Collecting Data Points from the Get-Go

The foundation of any successful recruitment strategy is the collection of data. From the moment a candidate enters the pipeline, it’s essential to gather as much relevant information as possible. This isn’t just about their skills and experience—which are undoubtedly important—but also about understanding their behaviors, preferences, and potential cultural fit. Utilising a comprehensive applicant tracking system (ATS) can help in capturing these data points efficiently. This system not only stores information but also analyses data to highlight trends and patterns that might not be immediately obvious. By using surveys throughout the recruitment process (which we do), we have benefited by collecting intel about the candidate we have interviewed, which brings up additional data that can cut them off at the pass if needs be. That is ‘pull the pin’ on a candidate, based on these answers and other behaviours. 

Performance vs. Post-Interview Behavior

One critical aspect of talent recruitment is discerning the difference between how candidates present themselves in interviews and how they behave once they’ve left the interview room. Interviews can sometimes be misleading, as candidates are often at their best—meticulously prepared, neatly presented, and highly cautious about their responses. We’ve experienced false positives before, but to be able to pick this up in the recruitment process prior to the job offer, is a great outcome.
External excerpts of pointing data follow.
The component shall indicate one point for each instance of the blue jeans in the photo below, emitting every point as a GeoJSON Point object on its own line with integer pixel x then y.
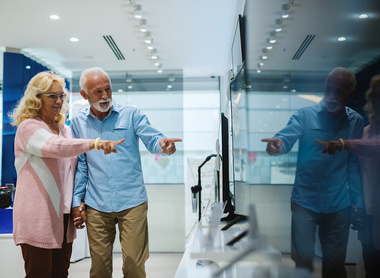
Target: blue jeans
{"type": "Point", "coordinates": [333, 234]}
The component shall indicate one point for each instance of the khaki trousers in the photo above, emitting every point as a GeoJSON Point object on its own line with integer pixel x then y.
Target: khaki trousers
{"type": "Point", "coordinates": [133, 229]}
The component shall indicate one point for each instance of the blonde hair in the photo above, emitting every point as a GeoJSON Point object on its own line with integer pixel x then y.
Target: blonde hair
{"type": "Point", "coordinates": [30, 104]}
{"type": "Point", "coordinates": [372, 94]}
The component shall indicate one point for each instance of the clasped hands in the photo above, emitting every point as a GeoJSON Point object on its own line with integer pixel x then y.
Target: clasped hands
{"type": "Point", "coordinates": [108, 146]}
{"type": "Point", "coordinates": [168, 145]}
{"type": "Point", "coordinates": [79, 216]}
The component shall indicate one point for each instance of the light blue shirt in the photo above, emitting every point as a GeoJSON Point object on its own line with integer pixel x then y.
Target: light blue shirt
{"type": "Point", "coordinates": [324, 183]}
{"type": "Point", "coordinates": [114, 181]}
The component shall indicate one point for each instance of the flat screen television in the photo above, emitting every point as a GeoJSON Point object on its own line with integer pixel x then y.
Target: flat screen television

Sometimes, the real measure of a candidate often emerges in their post-interview interactions.

Follow-up emails, the way they communicate informally, and how they respond to casual follow-up questions can reveal much more about their genuine character and suitability for a role. As mentioned above, we send out surveys to candidates after we interview them, one of the questions is ‘what salary would you need to be offered to accept this role’. Very rarely do we get a response from a candidate that is outside the salary range discussed with us at interview. Sometimes, however, a candidate will answer with a salary well above what was explained at interview. This is a big red flag and often results in us calling them directly to unpack this. 

The Courage to Reassess Candidate Fit

Admitting an error in judgment is a daunting prospect in any profession, particularly in talent recruitment as a Recruitment Consultant, where decisions are frequently scrutinised. The ability to pick up the phone and reassess a candidate’s suitability can be uncomfortable. It may feel like a step back or even a personal failure. However, admitting a mistake in candidate assessment should not be seen as losing face but rather as a commitment to integrity and the long-term success of the organisation.

Consider the scenario of a false positive—where a candidate seemed perfect on paper and performed exceptionally well in the interview but later showed signs of not aligning with the company’s values or team dynamics. Recognising this mistake early and acting on it not only saves the company from potential future conflicts but also protects the candidate from entering a job where they may not succeed.

Pulling the Pin: Quality Over Quantity

In the quest to fill positions, there’s often a push to line up as many candidates as possible for the final rounds of interviews. However, quality should always trump quantity. It’s vital to be selective early in the process, pulling the pin on candidates who might not be the perfect fit rather than pushing them through to meet quota or fill interview slots. This approach ensures that those who make it to the final stages are genuinely the best fit for the position and the company culture.

It’s about listening to not just what is said during the interview but also observing what happens afterward. Does the candidate follow up? Are they still enthusiastic about the role? Do they continue to engage in a way that reinforces their initial presentation? These observations are crucial.


Talent recruitment is as much about strategy and skill as it is about intuition and honesty. Like a good poker player, a skilled recruiter knows when to hold onto a promising candidate and when to fold when something doesn’t feel right. This happened to me recently when I had presented a candidate to a client for a CEO role, and post-interview (with me) behaviour of the candidate with me made me realise that they weren’t the right fit for the job, so I ‘pulled them’. It was a difficult conversation to have both with the candidate, when I’d presented them to my client, and also the client. I do believe it built respect with my client however, which is a good thing. Showed that I’m not going to present just anyone, that they need to ‘fit the spec’ or I won’t present them. Talent recruitment involves a continuous learning curve and the humility to acknowledge that not every hand can be a winning one—but with the right approach, the odds of success can be significantly improved.

In navigating executive search and recruitment, recruiters must rely on a robust collection of data, an understanding of human behavior, and the courage to make tough calls. Only then can they truly play their best hand in the recruitment poker.